How does a crop model calibrated to national yield data perform on the field scale?

Livia Rasche, Ruth Sos Del Diego


Crop models used as parts of integrated assessments often need to be run on regional, national and global scales. Calibration is an important step in the application procedure, yet on scales like this the process needs to be simplified in order to meet data requirements and computational limits. The question arises if a model calibrated in such a “simple” fashion still performs adequately at field scale, and if parameters not calibrated in the process can nevertheless be used with some confidence in later stages of the assessment.

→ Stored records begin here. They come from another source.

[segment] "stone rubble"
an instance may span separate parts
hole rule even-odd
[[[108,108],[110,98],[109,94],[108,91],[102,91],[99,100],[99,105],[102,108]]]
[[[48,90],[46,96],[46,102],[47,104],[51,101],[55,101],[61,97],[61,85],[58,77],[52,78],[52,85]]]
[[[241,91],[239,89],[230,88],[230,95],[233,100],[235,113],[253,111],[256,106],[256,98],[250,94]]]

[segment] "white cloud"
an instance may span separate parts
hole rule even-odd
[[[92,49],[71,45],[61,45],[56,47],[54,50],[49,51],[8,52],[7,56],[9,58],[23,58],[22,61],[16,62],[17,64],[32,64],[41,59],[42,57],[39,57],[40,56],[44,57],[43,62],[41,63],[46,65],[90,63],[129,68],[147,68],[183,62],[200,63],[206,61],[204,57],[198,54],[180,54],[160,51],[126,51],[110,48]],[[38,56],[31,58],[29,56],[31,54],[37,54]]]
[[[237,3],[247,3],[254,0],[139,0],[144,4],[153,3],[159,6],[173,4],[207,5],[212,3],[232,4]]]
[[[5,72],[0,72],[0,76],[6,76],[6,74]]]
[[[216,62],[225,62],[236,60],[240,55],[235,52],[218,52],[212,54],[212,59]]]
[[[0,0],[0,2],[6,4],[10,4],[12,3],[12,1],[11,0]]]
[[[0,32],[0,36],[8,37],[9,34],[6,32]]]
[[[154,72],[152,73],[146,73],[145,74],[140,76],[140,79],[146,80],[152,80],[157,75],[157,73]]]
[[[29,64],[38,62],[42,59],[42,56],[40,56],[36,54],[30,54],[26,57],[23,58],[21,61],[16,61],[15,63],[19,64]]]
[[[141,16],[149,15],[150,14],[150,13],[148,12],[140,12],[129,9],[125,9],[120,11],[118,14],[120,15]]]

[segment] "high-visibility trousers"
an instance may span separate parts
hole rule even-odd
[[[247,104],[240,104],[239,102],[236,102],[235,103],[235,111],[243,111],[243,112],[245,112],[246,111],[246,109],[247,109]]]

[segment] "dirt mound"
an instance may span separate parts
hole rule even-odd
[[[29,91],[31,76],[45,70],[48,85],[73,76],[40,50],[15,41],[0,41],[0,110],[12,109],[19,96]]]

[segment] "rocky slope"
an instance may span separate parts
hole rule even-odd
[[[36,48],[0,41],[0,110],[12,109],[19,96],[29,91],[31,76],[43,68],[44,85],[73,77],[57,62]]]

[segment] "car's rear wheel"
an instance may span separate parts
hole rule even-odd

To answer this question, we applied the crop model EPIC to the simulation of sugarcane in Sao Paulo, Brazil. We once calibrated the model using Bayesian calibration to data on yield, aboveground biomass, and root weight measured in four years on two field trials in Sao Paulo. For the second calibration we used a simplified approach and calibrated the model only to FAOSTAT yield data for the whole of Brazil. Both calibrated models were applied to the simulation of stalk yield, aboveground biomass and root weight on a third field trial, and to the simulation of mean yields in Sao Paulo.

The results showed that both models were able to adequately depict yields on both scales, but that the model calibrated to only national yield data was not able to accurately simulate root biomass, and to a lesser degree aboveground biomass.

We conclude that a simplified calibration performs adequately on both scales, but that non-calibrated parameters may only be used with caution.